Il se mordit la lèvre inférieure et ferma les yeux en sentant une larme tomber dans son cou et se glisser sous son t-shirt.

-C'est... Pas de ta faute... hoqueta-t-elle.

Ravaler ses larmes semblait impossible. Elle peinait à respirer entre ses sanglots et les bras de Kise autour d'elle, mais elle en redemandait presque, s'accrochant toujours plus à son t-shirt.

-Je ne peux juste pas... Dormir sans y repenser... Et je... Ca me fait peur...

-C'est bon Kirenai-chan, ça suffit pour ce soir...

Il la repoussa gentiment et posa son front contre celui de Kirenai. Il ancra son regard doré dans le sien et essaya de lui sourire.

-Si je reste pas loin de toi, ça devrait aller non ? On va dormir dans la même chambre, alors tu auras juste à tendre le bras pour que je sois là.

Elle étouffa un sanglot et essuya maladroitement ses larmes.

-Oui... Ca devrait... Aller...

Quelques spasmes contractèrent encore ses poumons, et elle ne résista pas quand Ryouta l'aida à se relever.

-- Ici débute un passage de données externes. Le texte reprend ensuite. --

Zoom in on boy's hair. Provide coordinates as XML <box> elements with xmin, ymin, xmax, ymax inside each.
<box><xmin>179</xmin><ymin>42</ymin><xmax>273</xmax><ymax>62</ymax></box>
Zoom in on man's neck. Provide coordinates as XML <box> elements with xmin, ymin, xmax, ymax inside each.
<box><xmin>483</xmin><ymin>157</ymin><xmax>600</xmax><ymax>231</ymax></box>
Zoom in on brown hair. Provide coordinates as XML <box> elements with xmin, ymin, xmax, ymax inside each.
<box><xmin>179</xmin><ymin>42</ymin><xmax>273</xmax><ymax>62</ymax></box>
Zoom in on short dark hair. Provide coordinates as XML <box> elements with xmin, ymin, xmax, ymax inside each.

-On va aller se coucher, ça ira mieux demain...

Il la guida jusqu'à la chambre et la força à s'allonger dans son lit. Il prenait le futon, ça lui allait très bien.

-Repose-toi... Si tu ne te sens pas mieux demain, tu n'iras pas en cours, je dirais que tu étais malade.

-Non, ça devrait aller... Je pense...

Il lui sourit, et par réflexe, déposa un léger baiser sur son front.

-Bonne nuit...

Elle ne répondit pas, ses joues prenant une légère teinte rose, et bientôt le corps massif de Kise n'était plus dans son champ de vision. Le blond retourna dans le salon pour éteindre toutes les lumières et lorsqu'il fut finalement près à aller se coucher à son tour, il fut surprit de constater que la jeune fille ne dormais pas encore. Il s'allongea sur le futon et tendit la main, tâtonnant sur le matelas qui était bien plus haut que son futon, pour finalement trouver la main de Sarah.

-Je suis juste là Kirenai-chan...

Il n'obtint aucune réponse, juste une légère pression sur ses doigts qui lui indiqua qu'elle l'avait entendu et compris.